E invece Luigi Bonavenutura, sua moglie e i suoi due figli è da quasi un mese che aspettano i documenti di copertura con le loro nuove identità e non sanno nemmeno come presentarsi ai nuovi vicini di casa. Nonostante alcune gravi patologie della moglie e di altri familiari sottoposti a tutela, hanno dovuto aspettare 15 giorni per avere le tessere sanitarie per acquistare le medicine e potersi rivolgere ad un medico di base e ancora aspettano che le cartelle cliniche vengano trasferite da una regione all’altra con i nuovi dati anagrafici. Ma soprattutto aspettano ancora di sapere chi sono i loro referenti territoriali ufficiali, quegli agenti di Polizia o carabinieri che dovrebbero essere gli unici a sapere la loro reale identità e occuparsi delle loro protezione, oltre che dei trasferimenti quando l’ex boss deve andare a testimoniare ai processi. (Scopri qui cosa prevede il programma di protezione)

Viene allora da chiedersi a cosa siano serviti quei quattro lunghi mesi di attesa, durante i quali appunto la sicurezza della famiglia Bonaventura era talmente a rischio da rendere necessario un trasferimento, se giunti nella nuova località protetta la situazione non solo non è migliorata ma è addirittura peggiorata. Ma soprattutto viene da chiedersi quanto realmente lo Stato tenga alla sicurezza di Luigi Bonaventura e di molti altri collaboratori di giustizia come lui.

Una risposta, amara, la dà lo stesso Bonaventura in un lungo sfogo che noi abbiamo voluto raccogliere e riproporre nella sua quasi interezza, affinché arrivi a tutti la delusione e lo sconforto di chi ha riposto le proprie speranze nella giustizia. Così nessuno potrà dire di non sapere e chiunque dovrà indignarsi nel sapere che un uomo, che ha affidato la propria sicurezza allo Stato, oggi dica di voler tenere i riflettori mediatici accesi su di sé anche per sentirsi più sicuro.

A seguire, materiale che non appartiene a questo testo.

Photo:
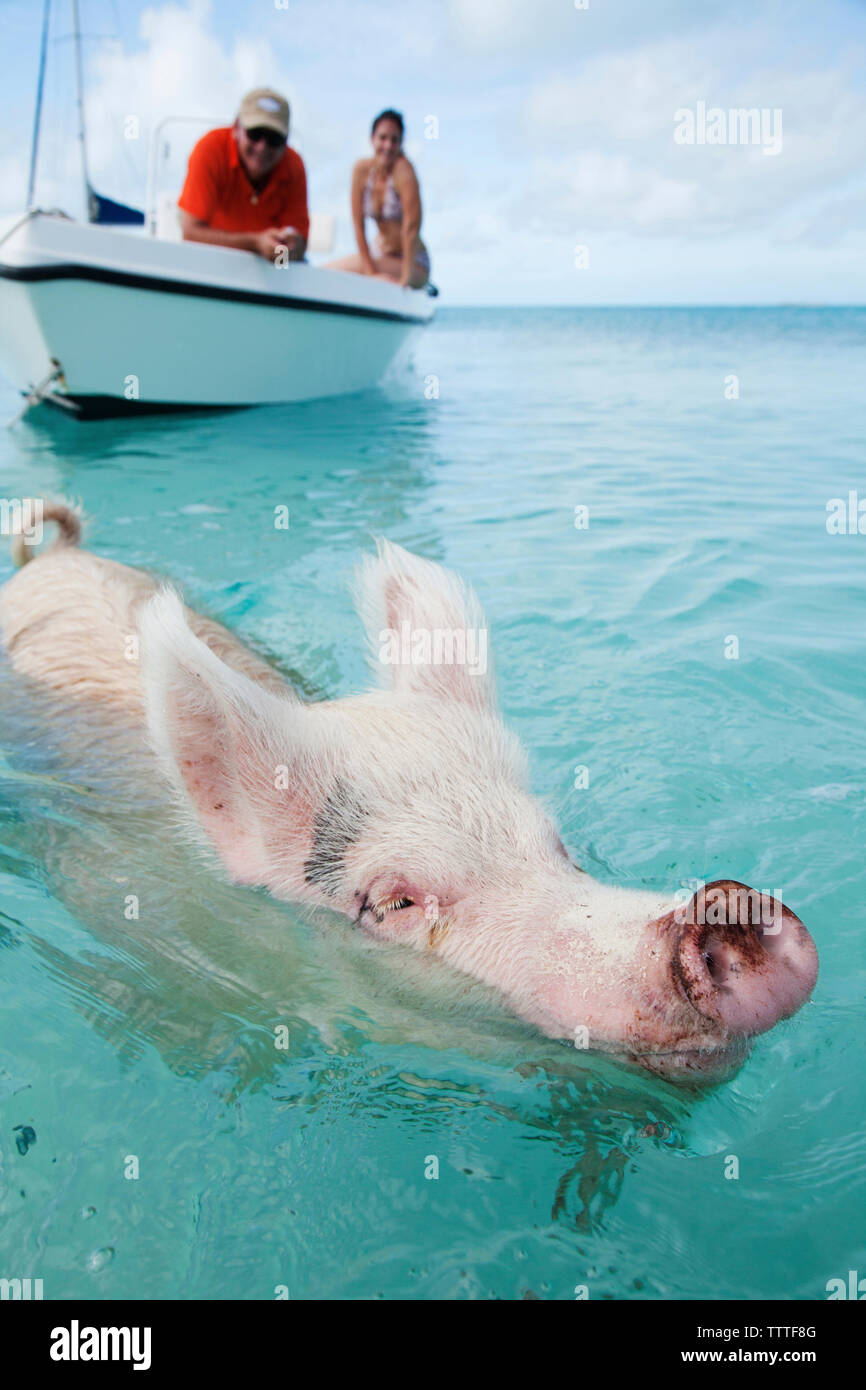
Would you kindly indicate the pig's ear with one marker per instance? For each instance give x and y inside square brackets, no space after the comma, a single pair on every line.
[426,628]
[224,744]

Da ex ‘ndraghetista sa bene che la mafia non lo toccherebbe mai fino a quando avrà gli occhi puntati addosso e, così, si preoccupa da solo di garantirsi quella protezione che lo Stato gli ha promesso ma non riesce ad assicurargli.

E soprattutto chiunque dovrà chiedersi che Stato è quello dove un pentito di mafia arriva a dire: «Se lo Stato non vuole più i pentiti lo dica chiaramente. Rischiamo la vita ogni giorno. L’unica alternativa sarebbe quella di mollare per fare contenti un po’ tutti, ma io questo non lo voglio fare. Però non voglio neanche morire: non mi interessa passare per eroe, voglio vivere»? Luigi Bonaventura vorrebbe chiederlo alla Commissione Parlamentare Antimafia e, forse, dovrebbero essere proprio loro, eletti per rappresentare gli italiani, a dare a lui e a tutti noi una risposta.

«Continuerò la mia battaglia fino a quando vedrò un barlume di speranza e anche oltre», dice oggi Luigi Bonaventura. Di sicuro rappresenta una speranza vera e concreta per lui, per i suoi familiari ma anche per tutti i collaboratori di giustizia la petizione lanciata da alcuni cittadini per chiedere più sicurezza per Luigi Bonaventura. Una petizione che, oltre al già di per sé importante scopo, evidenzia altri significati: i pentiti devono essere considerati un importante strumento di lotta alle mafie e già 15mila persone (tanti sono ad oggi i firmatari) vedono i collaboratori di giustizia non solo come degli ex mafiosi (Leggi qui l’opinione di Giovanni Falcone sui pentiti di mafia).